Skip to main content
Version: 22.3

Protobuf Deserialization

If you have one or more topics that contain Protobuf serialized messages, you can configure Redpanda Console to deserialize the binary content into JSON, which makes the message human-readable. The resulting message can also be used in the programmable push filters like a JavaScript object.

Protobuf serialization is commonly used with Kafka clusters in two ways:

  • With schema registry (schema meta information gets embedded as part of the record's value)
  • To write Protobuf serialized content into Kafka topics without a binary or custom wrapper

This is a technical difference because most Kafka clients that serialize Protobuf messages put the serialized byte array into a binary wrapper that contains meta information such as the schema ID or the used prototypes.

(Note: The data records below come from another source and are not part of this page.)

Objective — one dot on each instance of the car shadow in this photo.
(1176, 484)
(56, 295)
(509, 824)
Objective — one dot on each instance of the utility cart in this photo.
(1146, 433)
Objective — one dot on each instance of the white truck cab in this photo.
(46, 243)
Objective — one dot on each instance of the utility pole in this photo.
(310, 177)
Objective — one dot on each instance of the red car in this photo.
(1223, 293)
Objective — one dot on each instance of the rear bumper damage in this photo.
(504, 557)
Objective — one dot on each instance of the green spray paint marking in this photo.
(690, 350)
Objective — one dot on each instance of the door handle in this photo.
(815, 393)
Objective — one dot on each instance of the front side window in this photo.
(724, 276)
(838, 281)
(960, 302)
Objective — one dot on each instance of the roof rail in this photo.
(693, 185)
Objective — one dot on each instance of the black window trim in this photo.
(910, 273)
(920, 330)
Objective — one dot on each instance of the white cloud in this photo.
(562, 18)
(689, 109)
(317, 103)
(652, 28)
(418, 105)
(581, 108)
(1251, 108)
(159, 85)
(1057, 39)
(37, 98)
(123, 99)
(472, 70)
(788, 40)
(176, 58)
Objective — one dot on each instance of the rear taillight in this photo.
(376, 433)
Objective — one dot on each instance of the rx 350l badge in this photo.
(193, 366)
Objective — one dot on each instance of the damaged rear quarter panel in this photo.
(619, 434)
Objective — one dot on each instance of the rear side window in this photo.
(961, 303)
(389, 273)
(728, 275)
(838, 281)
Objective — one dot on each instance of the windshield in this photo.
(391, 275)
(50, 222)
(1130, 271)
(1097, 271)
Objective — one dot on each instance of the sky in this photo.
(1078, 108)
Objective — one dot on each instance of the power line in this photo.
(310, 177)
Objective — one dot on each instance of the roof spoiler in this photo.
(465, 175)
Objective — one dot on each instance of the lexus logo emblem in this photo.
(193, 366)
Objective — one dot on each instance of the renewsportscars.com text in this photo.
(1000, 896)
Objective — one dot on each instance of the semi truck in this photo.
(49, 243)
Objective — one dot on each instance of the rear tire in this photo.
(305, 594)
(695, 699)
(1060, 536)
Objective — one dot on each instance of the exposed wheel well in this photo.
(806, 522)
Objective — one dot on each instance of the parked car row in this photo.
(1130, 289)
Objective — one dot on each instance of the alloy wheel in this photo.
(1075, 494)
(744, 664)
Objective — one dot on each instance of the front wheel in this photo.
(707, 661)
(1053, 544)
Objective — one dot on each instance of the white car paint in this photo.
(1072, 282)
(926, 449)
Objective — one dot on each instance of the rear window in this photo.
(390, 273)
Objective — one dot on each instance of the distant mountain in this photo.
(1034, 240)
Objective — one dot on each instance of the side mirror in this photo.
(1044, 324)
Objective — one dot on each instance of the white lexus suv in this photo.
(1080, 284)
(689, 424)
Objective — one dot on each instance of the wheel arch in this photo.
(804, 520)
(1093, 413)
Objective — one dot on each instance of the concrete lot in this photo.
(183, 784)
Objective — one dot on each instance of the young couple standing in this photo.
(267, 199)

Therefore, the application that deserializes the Kafka records has to recognize the format. Redpanda Console supports both formats. The deserialization process requires Redpanda Console to be aware of the used .proto files as well as a mapping what prototype should be used for each topic. This information can either be sourced from the schema registry or by providing additional configuration so that the files can be pulled from the local filesystem or a GitHub repository.

info

To support imports, all prototypes are first registered in a proto registry, so that your imports can be resolved. You must also ensure that all imported prototypes are part of the repository. Standard types (such as Google's timestamp type) are included by default, so you don't need to add them.

Schema registry

Messages that have been serialized using Confluent's KafkaProtobufSerializer can only be deserialized if the schema registry is configured. Unlike other providers, the schema registry does not require you to set up mappings that define what topics use which prototypes. Instead, this information is inferred from the messages, and the schema registry finds the right prototype for deserialization.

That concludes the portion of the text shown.